Don’t Let Video Games Control Your Life

In my two years of dorm living, I’ve noticed a common thread. Hardcore gamers are some of the most isolated people on campus.

Having lived in J. Alvin, the loudest, most boisterous, testosterone-filled dorm on JBU’s campus, I understand that dorm life can be anyone’s nightmare. For someone shy, introverted, quiet, or in need of time alone, retreating to the dorm room with just the console and a headset seems like such a relief. However, too much of this can result in isolation, loss of friendships, and missed opportunities.

Last year, one of my suite mates spent the majority of his time in his room glued to his computer. When he emerged, he looked pasty, pale and sick. His eyes were hollow. He and his roommate didn’t get along, and he had few friends.

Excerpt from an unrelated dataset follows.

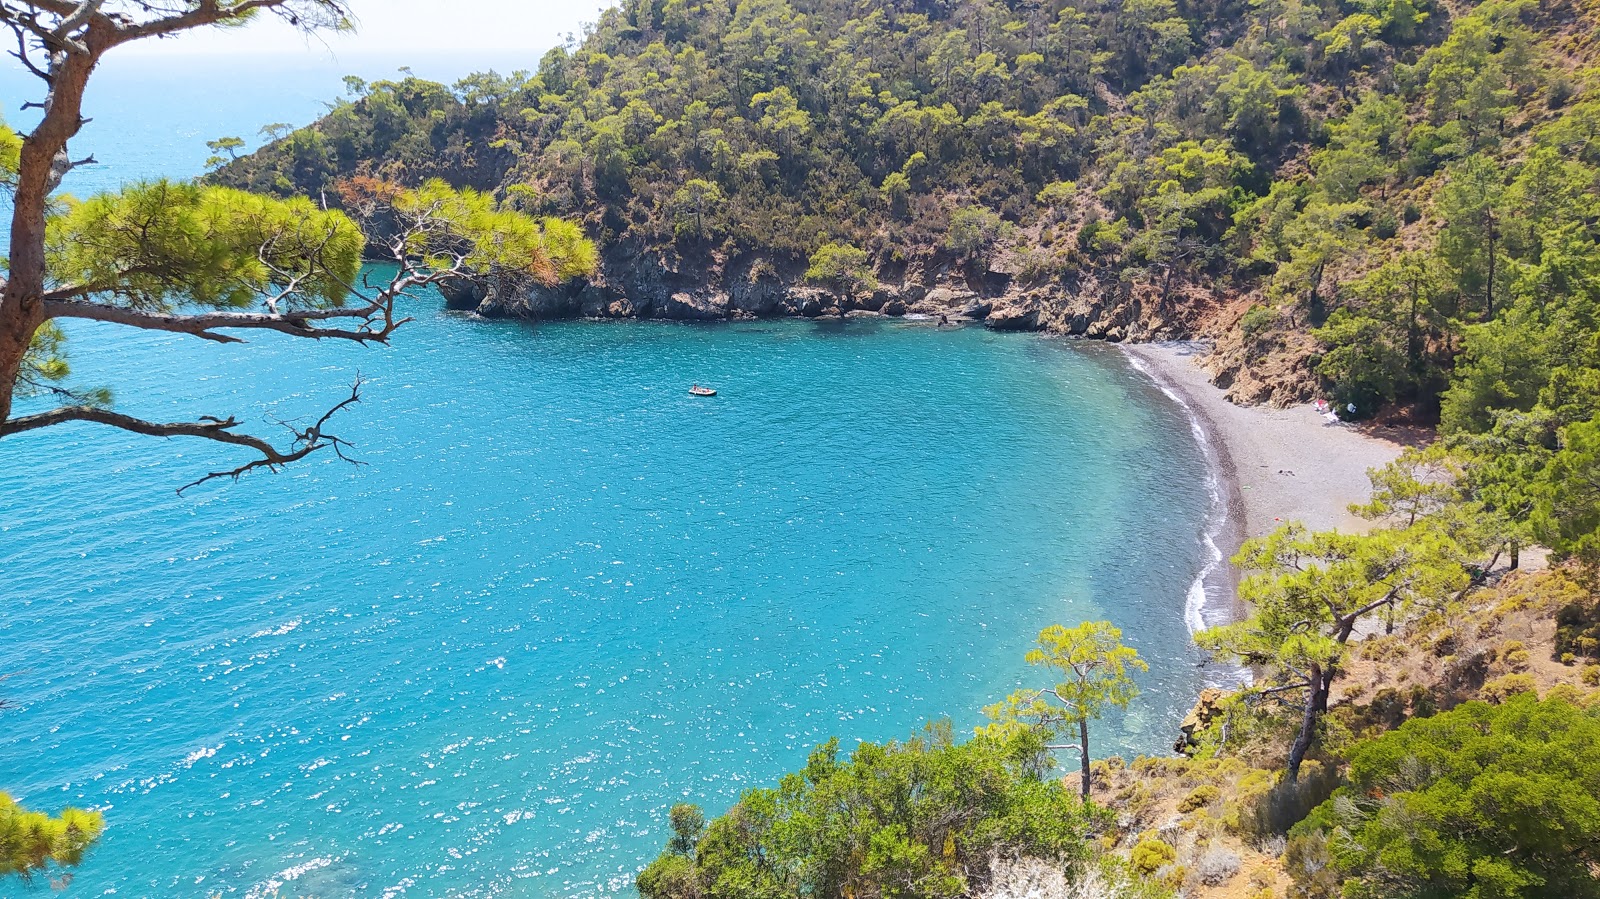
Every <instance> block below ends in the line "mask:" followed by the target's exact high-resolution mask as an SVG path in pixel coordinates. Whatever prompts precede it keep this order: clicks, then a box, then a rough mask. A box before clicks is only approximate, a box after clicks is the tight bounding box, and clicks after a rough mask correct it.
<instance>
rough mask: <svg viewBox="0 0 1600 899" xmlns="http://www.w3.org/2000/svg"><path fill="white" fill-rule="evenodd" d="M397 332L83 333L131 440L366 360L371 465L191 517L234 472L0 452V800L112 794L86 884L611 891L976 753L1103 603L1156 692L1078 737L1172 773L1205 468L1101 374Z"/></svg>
mask: <svg viewBox="0 0 1600 899" xmlns="http://www.w3.org/2000/svg"><path fill="white" fill-rule="evenodd" d="M102 155H104V154H102ZM152 165H154V163H152ZM413 312H414V314H416V315H418V318H419V320H418V322H416V323H414V325H408V326H406V328H405V330H403V331H402V333H400V336H398V339H397V346H395V347H392V349H373V350H362V349H357V347H339V346H306V344H302V342H294V341H290V339H272V338H266V339H259V341H253V342H251V344H250V346H248V347H216V346H211V344H203V342H200V341H192V339H182V338H178V336H162V334H123V333H117V331H115V330H110V328H98V326H83V328H74V330H72V338H74V344H75V347H77V354H78V357H77V358H78V363H77V374H78V381H80V382H82V384H110V386H114V387H115V389H117V397H118V408H123V410H125V411H133V413H139V414H146V416H150V418H173V419H176V418H192V416H195V414H203V413H213V414H227V413H242V418H243V419H246V421H248V422H250V424H251V426H253V427H254V429H256V430H258V432H261V430H270V429H272V427H274V426H270V424H269V422H266V419H267V418H269V416H275V418H293V416H304V414H314V413H315V411H318V410H322V408H325V406H326V405H330V403H331V402H333V400H336V398H338V397H339V394H341V392H342V390H346V389H347V386H349V382H350V381H352V378H354V376H355V373H357V371H360V373H362V374H363V376H365V378H368V379H370V381H368V386H366V390H365V392H366V402H365V403H363V405H360V406H357V408H355V410H352V411H349V413H347V414H346V416H342V418H341V419H339V427H338V429H336V432H338V434H341V435H342V437H346V438H349V440H352V442H354V443H355V445H357V451H355V456H357V457H358V459H362V461H363V462H366V465H365V467H358V469H357V467H350V465H347V464H342V462H339V461H338V459H331V457H322V459H314V461H309V462H306V464H301V465H296V467H293V469H290V470H286V472H283V473H278V475H251V477H246V478H245V480H243V481H240V483H237V485H206V486H202V488H198V489H195V491H190V493H189V494H186V496H182V497H179V496H176V494H174V488H176V486H179V485H182V483H186V481H189V480H192V478H194V477H197V475H198V473H202V472H205V470H213V469H216V467H226V465H229V464H230V462H232V464H237V461H238V456H235V454H229V453H226V451H222V450H219V448H213V446H205V445H195V443H192V442H165V443H163V442H157V440H150V438H141V437H131V435H123V434H120V432H114V430H107V429H96V427H90V426H74V427H69V429H61V430H56V432H53V434H50V435H48V437H46V435H24V437H18V438H8V440H6V442H3V443H0V571H3V581H0V589H3V598H0V601H3V611H5V614H3V616H0V672H13V673H14V677H11V678H10V680H6V681H3V683H0V694H3V696H5V697H6V699H8V701H13V702H16V704H18V705H19V707H18V709H16V710H8V712H5V713H3V717H0V721H3V729H0V789H5V790H10V792H13V793H14V795H18V797H19V798H21V800H24V801H27V803H30V805H34V806H38V808H46V809H53V808H58V806H61V805H66V803H75V805H90V806H98V808H104V809H106V814H107V821H109V830H107V833H106V838H104V841H102V845H101V846H98V848H96V849H94V853H93V854H91V856H90V859H88V862H86V864H85V865H83V869H82V870H80V872H78V875H77V880H75V883H74V885H72V888H70V891H69V893H67V894H69V896H70V894H75V896H96V894H110V893H115V894H118V896H195V897H200V896H213V894H218V893H221V894H226V896H270V894H272V893H274V889H280V891H282V896H323V897H331V896H400V894H406V896H594V894H614V893H626V891H627V885H629V881H630V877H632V872H634V870H637V867H638V865H640V864H643V862H645V861H648V859H650V857H651V856H653V854H654V851H656V849H658V848H659V846H661V845H662V841H664V838H666V824H664V814H666V809H667V808H669V806H670V805H672V803H675V801H685V800H690V801H699V803H704V805H706V806H707V808H709V811H712V813H715V811H720V809H723V808H726V806H728V803H731V801H733V798H734V797H736V795H738V792H739V790H742V789H747V787H750V785H762V784H770V782H773V781H774V779H776V777H778V776H779V774H781V773H784V771H787V769H792V768H795V766H798V765H802V763H803V760H805V753H806V750H808V749H810V747H811V745H813V744H816V742H819V741H822V739H826V737H829V736H835V734H837V736H840V737H843V739H845V742H846V745H850V744H851V742H853V741H856V739H890V737H898V736H906V734H909V733H910V731H912V729H914V728H917V726H918V725H920V723H922V721H925V720H928V718H936V717H946V715H947V717H950V718H954V720H955V723H957V725H958V726H962V728H966V726H971V725H974V723H978V720H979V712H978V710H979V709H981V705H984V704H986V702H992V701H995V699H998V697H1000V696H1003V694H1005V693H1006V691H1010V689H1013V688H1014V686H1018V685H1021V683H1024V681H1026V683H1035V681H1037V678H1029V673H1027V672H1026V670H1024V665H1022V664H1021V656H1022V653H1024V651H1026V648H1027V645H1029V641H1030V638H1032V635H1034V633H1035V632H1037V630H1038V629H1040V627H1043V625H1046V624H1051V622H1067V624H1072V622H1077V621H1080V619H1083V617H1110V619H1112V621H1115V622H1117V624H1120V625H1122V627H1123V629H1125V630H1126V637H1128V641H1130V643H1133V645H1134V646H1138V648H1139V651H1141V653H1144V656H1146V657H1147V659H1149V661H1150V664H1152V672H1150V673H1149V675H1147V677H1144V678H1142V685H1144V689H1146V693H1144V696H1142V697H1141V699H1138V701H1136V704H1134V707H1133V709H1131V710H1130V713H1128V715H1126V717H1117V718H1112V720H1109V721H1107V723H1106V725H1104V726H1102V734H1104V736H1101V737H1099V739H1098V744H1096V749H1098V752H1104V753H1110V752H1131V750H1146V752H1150V750H1158V749H1162V747H1165V745H1168V742H1170V737H1171V731H1173V728H1174V726H1176V721H1178V718H1179V717H1181V715H1182V712H1184V710H1186V707H1187V705H1189V702H1190V699H1192V696H1194V691H1195V688H1197V683H1198V670H1197V667H1195V665H1197V656H1195V653H1194V649H1192V646H1190V643H1189V638H1187V629H1186V625H1184V597H1186V590H1187V589H1189V585H1190V582H1192V579H1194V577H1195V574H1197V571H1198V569H1200V568H1202V565H1203V561H1205V553H1203V545H1202V539H1200V537H1202V531H1203V520H1205V515H1206V509H1208V504H1210V496H1208V491H1206V473H1205V459H1203V456H1202V451H1200V450H1198V448H1197V445H1195V443H1194V440H1192V437H1190V432H1189V424H1187V421H1186V419H1184V416H1182V413H1181V410H1179V408H1178V406H1174V405H1173V403H1171V402H1170V400H1166V398H1165V397H1162V395H1160V394H1158V392H1157V390H1155V389H1154V387H1150V386H1149V382H1147V381H1146V379H1142V378H1139V376H1138V374H1134V373H1131V371H1130V370H1128V366H1126V363H1125V362H1123V360H1122V357H1120V355H1118V354H1115V352H1114V350H1110V349H1107V347H1098V346H1083V344H1070V342H1061V341H1051V339H1043V338H1037V336H1018V334H989V333H984V331H981V330H958V331H947V330H946V331H939V330H933V328H930V326H926V325H922V323H904V322H848V323H837V322H826V323H811V322H773V323H755V325H717V326H688V325H664V323H611V325H602V323H562V325H541V326H528V325H517V323H488V322H480V320H475V318H470V317H462V315H454V314H446V312H445V310H443V309H442V304H440V302H438V301H437V298H419V299H418V301H416V302H414V309H413ZM694 381H698V382H702V384H712V386H715V387H718V389H720V390H722V394H720V395H718V397H715V398H709V400H701V398H691V397H688V395H686V392H685V389H686V386H688V384H690V382H694ZM1024 678H1029V680H1024ZM13 894H24V889H22V888H21V886H18V885H16V883H0V896H13Z"/></svg>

To him, video games became his obsession and best friend.

I should clarify and say that video games do have benefits. Like many things, I believe that video games are completely acceptable and valuable in moderation. Video games can be a fantastic means to bring people together as a form of social bonding.

For example, recently my suite mates and I played games together. Afterward, I felt that I gained a new perspective of each of them. We laughed, talked together like never before, and bonded over the common objective of the game. It was quite enjoyable, and we heartily agreed to play together again. Video games, utilized correctly, can be a great social tool and temporary escape from reality.

Having been in college for three years, I would encourage all new students to take advantage of educational, spiritual, and social opportunities in making friends. If not in moderation, video games can attempt to steal those opportunities.